Figure 3. Literacy gap: AI risk (73s) vs. Amendment (24h) due to conflict of the opposite party.
Figure 3. Literacy gap: AI risk (73s) vs. Amendment (24h) due to conflict of the opposite party.

Notice where the time goes. It is not within any single tool. EDR is fast. SIEM is fast. The vulnerability scanner is fast. Time is dying in the middle tools: Slack messages, hash pasted copy, PDF report emailed for review, ticket pending approval, red team text manually rebuilt for blue team.

This is a bag of spaghettiand it’s as dirty as it sounds.

You can buy a fast scanner, connect smart EDR, even tie LLM to your SIEM, and none of them will significantly speed up your responsebecause there is no gap between any of your tools. It lives between groups and between programs. Speeding up one node in a graph does not speed up the graph.

This is a big part of why this discussion is out of the CISO’s office.

Six months ago, AI-driven cyber security was a technical problem to delegate. Today, boards take it for granted and directly control it. Budgets are available is openbut not ‘the same.’ They are there funding credible, evidence-based programs.

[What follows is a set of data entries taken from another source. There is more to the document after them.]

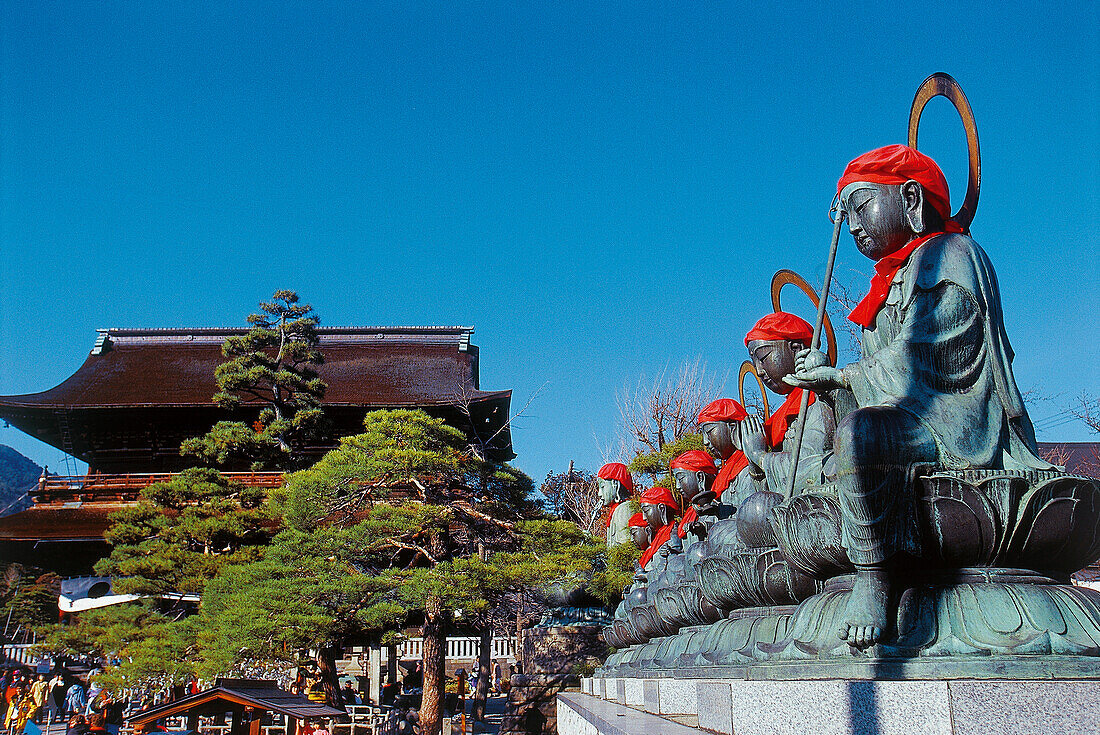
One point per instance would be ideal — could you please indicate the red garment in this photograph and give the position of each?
(658, 495)
(694, 460)
(779, 326)
(777, 425)
(729, 470)
(886, 269)
(663, 534)
(607, 524)
(723, 409)
(897, 164)
(617, 471)
(690, 517)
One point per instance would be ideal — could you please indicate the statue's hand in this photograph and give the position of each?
(812, 371)
(754, 442)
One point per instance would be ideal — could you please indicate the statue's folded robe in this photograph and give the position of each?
(938, 350)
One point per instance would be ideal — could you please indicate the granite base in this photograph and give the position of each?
(838, 706)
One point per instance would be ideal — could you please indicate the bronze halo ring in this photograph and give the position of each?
(944, 85)
(785, 276)
(749, 369)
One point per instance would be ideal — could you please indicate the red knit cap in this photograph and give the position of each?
(660, 495)
(781, 325)
(897, 164)
(723, 409)
(694, 460)
(617, 471)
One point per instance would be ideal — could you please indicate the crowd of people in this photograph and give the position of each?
(42, 699)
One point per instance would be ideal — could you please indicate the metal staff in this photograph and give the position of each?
(814, 343)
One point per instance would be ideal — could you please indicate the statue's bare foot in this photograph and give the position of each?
(866, 618)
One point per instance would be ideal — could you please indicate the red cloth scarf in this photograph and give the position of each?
(663, 534)
(607, 524)
(729, 470)
(777, 425)
(886, 269)
(690, 517)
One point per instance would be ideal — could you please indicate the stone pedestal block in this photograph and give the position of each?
(838, 706)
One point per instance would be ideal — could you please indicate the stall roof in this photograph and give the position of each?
(235, 693)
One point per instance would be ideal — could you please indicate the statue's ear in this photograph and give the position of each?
(912, 199)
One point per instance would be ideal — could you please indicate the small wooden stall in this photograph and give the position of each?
(245, 701)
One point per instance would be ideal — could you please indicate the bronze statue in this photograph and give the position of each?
(719, 425)
(935, 383)
(694, 472)
(772, 344)
(615, 485)
(922, 536)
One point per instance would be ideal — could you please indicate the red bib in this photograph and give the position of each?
(777, 425)
(660, 539)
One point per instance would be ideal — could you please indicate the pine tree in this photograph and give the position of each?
(400, 524)
(271, 368)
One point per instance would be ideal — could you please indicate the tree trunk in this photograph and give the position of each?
(435, 676)
(327, 665)
(484, 672)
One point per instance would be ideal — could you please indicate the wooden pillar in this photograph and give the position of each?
(237, 723)
(391, 662)
(374, 672)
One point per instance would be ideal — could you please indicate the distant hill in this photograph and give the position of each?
(18, 474)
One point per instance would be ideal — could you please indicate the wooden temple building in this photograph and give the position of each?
(141, 392)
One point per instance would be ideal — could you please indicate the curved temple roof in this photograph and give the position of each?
(142, 391)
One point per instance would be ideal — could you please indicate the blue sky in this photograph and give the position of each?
(603, 190)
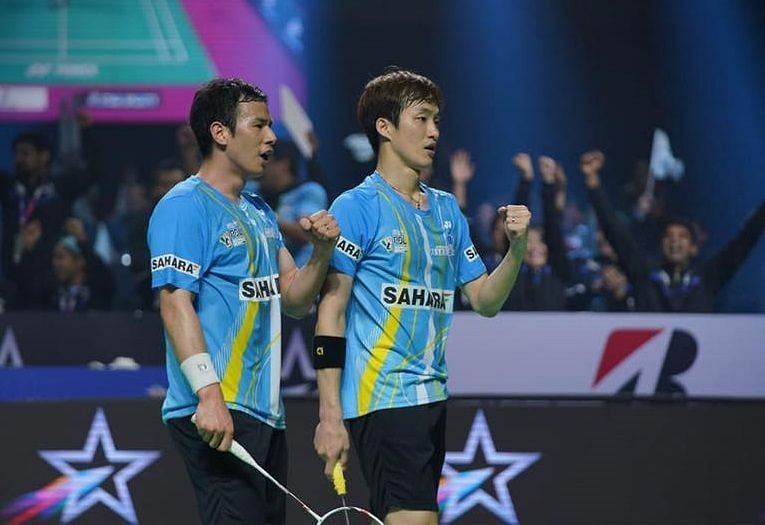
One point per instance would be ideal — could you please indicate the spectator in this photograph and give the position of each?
(82, 282)
(541, 283)
(679, 284)
(30, 193)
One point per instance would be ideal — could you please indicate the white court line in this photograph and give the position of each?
(175, 36)
(103, 60)
(156, 30)
(63, 25)
(23, 44)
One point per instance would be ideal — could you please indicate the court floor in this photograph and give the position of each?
(113, 42)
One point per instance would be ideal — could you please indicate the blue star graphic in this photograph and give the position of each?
(469, 494)
(81, 500)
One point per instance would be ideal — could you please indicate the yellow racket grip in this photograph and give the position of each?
(338, 479)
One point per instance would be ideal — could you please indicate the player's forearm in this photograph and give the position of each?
(330, 321)
(496, 287)
(305, 284)
(330, 406)
(294, 232)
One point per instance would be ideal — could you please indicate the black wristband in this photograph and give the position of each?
(328, 352)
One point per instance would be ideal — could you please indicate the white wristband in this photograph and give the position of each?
(199, 371)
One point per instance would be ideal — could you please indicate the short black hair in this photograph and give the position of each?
(387, 95)
(38, 141)
(688, 224)
(217, 101)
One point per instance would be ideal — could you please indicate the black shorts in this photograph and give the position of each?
(401, 451)
(228, 491)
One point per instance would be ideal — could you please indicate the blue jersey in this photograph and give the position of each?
(406, 264)
(227, 255)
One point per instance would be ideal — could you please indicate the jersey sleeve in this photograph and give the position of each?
(350, 211)
(470, 266)
(177, 238)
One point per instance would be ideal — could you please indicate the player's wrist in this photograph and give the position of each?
(199, 371)
(328, 351)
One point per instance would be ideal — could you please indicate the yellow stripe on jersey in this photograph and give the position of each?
(430, 346)
(233, 375)
(256, 371)
(234, 370)
(387, 339)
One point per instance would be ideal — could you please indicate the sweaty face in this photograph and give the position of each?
(252, 144)
(677, 245)
(414, 139)
(536, 250)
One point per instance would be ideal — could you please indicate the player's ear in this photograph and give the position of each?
(384, 127)
(220, 133)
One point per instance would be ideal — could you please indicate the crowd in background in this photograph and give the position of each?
(65, 247)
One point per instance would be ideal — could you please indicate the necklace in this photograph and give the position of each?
(417, 201)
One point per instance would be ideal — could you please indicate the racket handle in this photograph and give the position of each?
(338, 479)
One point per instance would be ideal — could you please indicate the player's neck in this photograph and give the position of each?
(398, 174)
(223, 178)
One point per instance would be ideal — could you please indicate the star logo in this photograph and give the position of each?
(124, 465)
(460, 491)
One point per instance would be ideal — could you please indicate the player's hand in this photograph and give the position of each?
(212, 418)
(331, 444)
(322, 229)
(522, 161)
(517, 219)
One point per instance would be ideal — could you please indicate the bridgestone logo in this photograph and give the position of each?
(161, 262)
(348, 249)
(260, 289)
(417, 297)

What are the Three Pillars of Cyber ​​Resilience ​​​​​​​In the Era of AI-powered Attacks

The fundamentals that make organizations resilient before the Mythos still apply. There are three.:

Pillar 1: Identify. You can’t protect what you can’t see. Even with the appearance of broad exposure across the network, storage, cloud, and identity, and management of the aggressive attack environment, blind spots (orphaned remote access, missing classification, MFA gaps) are where machine speed attackers live.

Pillar 2: Protect. Active network and endpoint controls, fine-tuned. Complementary acquisitions focus on access to authentication, lateral movement and privilege escalation rather than general merchant rules.

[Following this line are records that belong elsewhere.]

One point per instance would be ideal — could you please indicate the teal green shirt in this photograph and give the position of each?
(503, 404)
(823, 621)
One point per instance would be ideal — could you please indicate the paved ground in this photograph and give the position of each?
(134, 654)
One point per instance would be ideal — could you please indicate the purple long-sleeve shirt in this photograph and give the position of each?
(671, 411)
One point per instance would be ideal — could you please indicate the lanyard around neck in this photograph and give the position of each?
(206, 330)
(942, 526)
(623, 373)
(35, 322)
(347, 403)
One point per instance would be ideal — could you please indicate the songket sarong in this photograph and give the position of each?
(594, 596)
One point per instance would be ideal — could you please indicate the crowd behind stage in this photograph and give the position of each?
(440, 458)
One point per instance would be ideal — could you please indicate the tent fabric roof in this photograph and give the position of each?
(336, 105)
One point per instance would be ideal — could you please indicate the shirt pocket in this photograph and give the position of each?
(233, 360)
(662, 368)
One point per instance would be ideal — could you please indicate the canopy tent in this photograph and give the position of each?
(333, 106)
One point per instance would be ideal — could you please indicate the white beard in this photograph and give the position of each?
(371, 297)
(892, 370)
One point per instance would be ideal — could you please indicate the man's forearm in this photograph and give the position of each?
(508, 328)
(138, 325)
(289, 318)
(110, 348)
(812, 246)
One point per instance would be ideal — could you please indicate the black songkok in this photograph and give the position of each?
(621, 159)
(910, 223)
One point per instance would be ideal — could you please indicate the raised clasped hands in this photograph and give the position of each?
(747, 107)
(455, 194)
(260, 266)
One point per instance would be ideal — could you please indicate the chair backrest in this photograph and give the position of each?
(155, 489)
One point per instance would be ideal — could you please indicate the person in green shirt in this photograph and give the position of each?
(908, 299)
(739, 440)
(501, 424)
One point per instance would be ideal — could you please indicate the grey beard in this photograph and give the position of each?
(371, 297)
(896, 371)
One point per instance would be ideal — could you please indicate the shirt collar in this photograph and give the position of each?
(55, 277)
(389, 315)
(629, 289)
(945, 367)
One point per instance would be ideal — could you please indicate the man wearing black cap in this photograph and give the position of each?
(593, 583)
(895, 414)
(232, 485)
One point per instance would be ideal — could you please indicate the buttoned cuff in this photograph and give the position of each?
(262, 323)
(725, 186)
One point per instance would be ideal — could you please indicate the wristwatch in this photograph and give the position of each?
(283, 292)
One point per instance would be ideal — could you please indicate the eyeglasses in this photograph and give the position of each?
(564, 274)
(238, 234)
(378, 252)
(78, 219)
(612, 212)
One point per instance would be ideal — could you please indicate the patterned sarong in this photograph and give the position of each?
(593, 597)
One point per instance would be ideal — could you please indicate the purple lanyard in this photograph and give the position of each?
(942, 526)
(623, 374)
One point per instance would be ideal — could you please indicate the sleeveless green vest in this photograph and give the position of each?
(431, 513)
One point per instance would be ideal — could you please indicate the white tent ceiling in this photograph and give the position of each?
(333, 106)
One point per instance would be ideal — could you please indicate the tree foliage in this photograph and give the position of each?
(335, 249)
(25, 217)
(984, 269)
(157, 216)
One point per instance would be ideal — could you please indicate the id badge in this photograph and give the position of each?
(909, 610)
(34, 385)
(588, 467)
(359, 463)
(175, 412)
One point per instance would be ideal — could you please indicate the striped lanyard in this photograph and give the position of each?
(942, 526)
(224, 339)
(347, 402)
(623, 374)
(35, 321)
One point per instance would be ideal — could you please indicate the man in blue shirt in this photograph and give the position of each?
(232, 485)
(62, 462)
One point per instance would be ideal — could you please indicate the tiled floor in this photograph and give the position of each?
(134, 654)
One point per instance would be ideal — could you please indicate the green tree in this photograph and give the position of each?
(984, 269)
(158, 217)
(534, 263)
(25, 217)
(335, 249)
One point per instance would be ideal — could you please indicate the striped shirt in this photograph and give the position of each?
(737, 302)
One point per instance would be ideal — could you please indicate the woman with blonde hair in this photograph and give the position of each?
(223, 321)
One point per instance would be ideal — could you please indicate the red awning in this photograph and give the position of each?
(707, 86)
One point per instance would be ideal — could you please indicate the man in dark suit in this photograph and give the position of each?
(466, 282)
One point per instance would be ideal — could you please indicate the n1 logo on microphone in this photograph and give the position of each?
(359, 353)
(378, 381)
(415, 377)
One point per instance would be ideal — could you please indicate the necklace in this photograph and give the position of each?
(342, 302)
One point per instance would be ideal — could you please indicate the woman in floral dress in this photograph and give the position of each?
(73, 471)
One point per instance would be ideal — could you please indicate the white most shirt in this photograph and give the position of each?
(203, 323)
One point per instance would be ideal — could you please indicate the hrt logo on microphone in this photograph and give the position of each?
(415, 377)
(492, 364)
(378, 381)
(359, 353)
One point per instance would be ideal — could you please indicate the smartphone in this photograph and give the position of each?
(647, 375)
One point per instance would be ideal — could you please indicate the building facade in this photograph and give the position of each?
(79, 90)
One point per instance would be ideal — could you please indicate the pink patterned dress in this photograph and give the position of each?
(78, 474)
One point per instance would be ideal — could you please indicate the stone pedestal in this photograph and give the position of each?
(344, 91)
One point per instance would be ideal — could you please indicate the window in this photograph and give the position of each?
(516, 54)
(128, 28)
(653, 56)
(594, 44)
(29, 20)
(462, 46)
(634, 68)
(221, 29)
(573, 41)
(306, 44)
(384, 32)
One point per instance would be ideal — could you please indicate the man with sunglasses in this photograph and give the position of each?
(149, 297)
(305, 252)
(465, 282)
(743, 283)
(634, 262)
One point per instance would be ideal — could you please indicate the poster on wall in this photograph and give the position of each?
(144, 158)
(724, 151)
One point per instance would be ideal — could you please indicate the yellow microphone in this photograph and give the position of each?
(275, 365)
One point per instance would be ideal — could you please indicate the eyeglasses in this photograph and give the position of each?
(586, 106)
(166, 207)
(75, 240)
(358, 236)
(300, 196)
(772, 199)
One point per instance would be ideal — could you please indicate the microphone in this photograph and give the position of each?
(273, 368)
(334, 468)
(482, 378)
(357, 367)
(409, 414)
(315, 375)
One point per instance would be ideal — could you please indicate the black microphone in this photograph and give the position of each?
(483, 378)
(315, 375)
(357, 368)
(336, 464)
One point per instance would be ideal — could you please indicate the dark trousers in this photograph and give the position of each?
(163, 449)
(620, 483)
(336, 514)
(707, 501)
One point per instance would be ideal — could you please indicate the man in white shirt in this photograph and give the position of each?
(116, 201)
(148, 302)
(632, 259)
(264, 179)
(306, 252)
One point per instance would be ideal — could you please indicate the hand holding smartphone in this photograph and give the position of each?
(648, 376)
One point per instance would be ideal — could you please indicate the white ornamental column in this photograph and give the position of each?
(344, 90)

Pillar 3: Validate. This is a very trivial program, and it is the one that answers the question we started with. Verification has two parts, and yes, you need both.

  • Protective authentication – Breach and Attack Simulation (BAS). Are my prevention and detection controls catching up to what’s hitting me right now? What assets are my controls failing to protect? What risk is left after my stack is implemented?

  • Assault confirmation – Autonomous Pentesting. Can an attacker really break it? What exposures come together to form the true jewels of our crown? What can be really exploited in our environment, not just a risk in theory?

Figure 4. BAS and Automated Penetration Testing Together
Figure 4. BAS and Automated Penetration Testing Together

Only run BAS, and you’ll know if your controls work independently but not if an attacker can bypass them. Just run automated pentesting, and you’ll find attack methods but you won’t know which controls are failing silently on assets the pentest hasn’t touched. Run them as one continuous loop, where each informs the otherand in the end you will have an answer to “what is happening, and how far” based on evidence rather than theory.

But proof alone is not enough. When case runs at machine speed, the loop itself must run at machine speed.

How Picus Approaches Auto-Verification in a Post-Fictional World

A continuous loop is the correct answer. But “going on” still means that a person is going through it. In the post-Mythos world, the essential gap does not exist between seeing and seeing; it is between identification and testifyingfast enough that the AI ​​driven enemy doesn’t find you first.

This is where validation comes in from continuous to independent: agents read an alert, run a test, run a simulation, push a fix, and write a report, while the SOC catches some much-needed sleep.

AV conference

We’ll be rolling out exactly what that looks like (architecture, agent workflow, operational reality of running it inside a real business) Automated Verification Conference on May 12 & 14managed by Frost & Sullivan along with doctors from Kraft Heinz and Glow Financial Services, and PicusCTO, Volkan Erturk.

>> See it in action at the conference.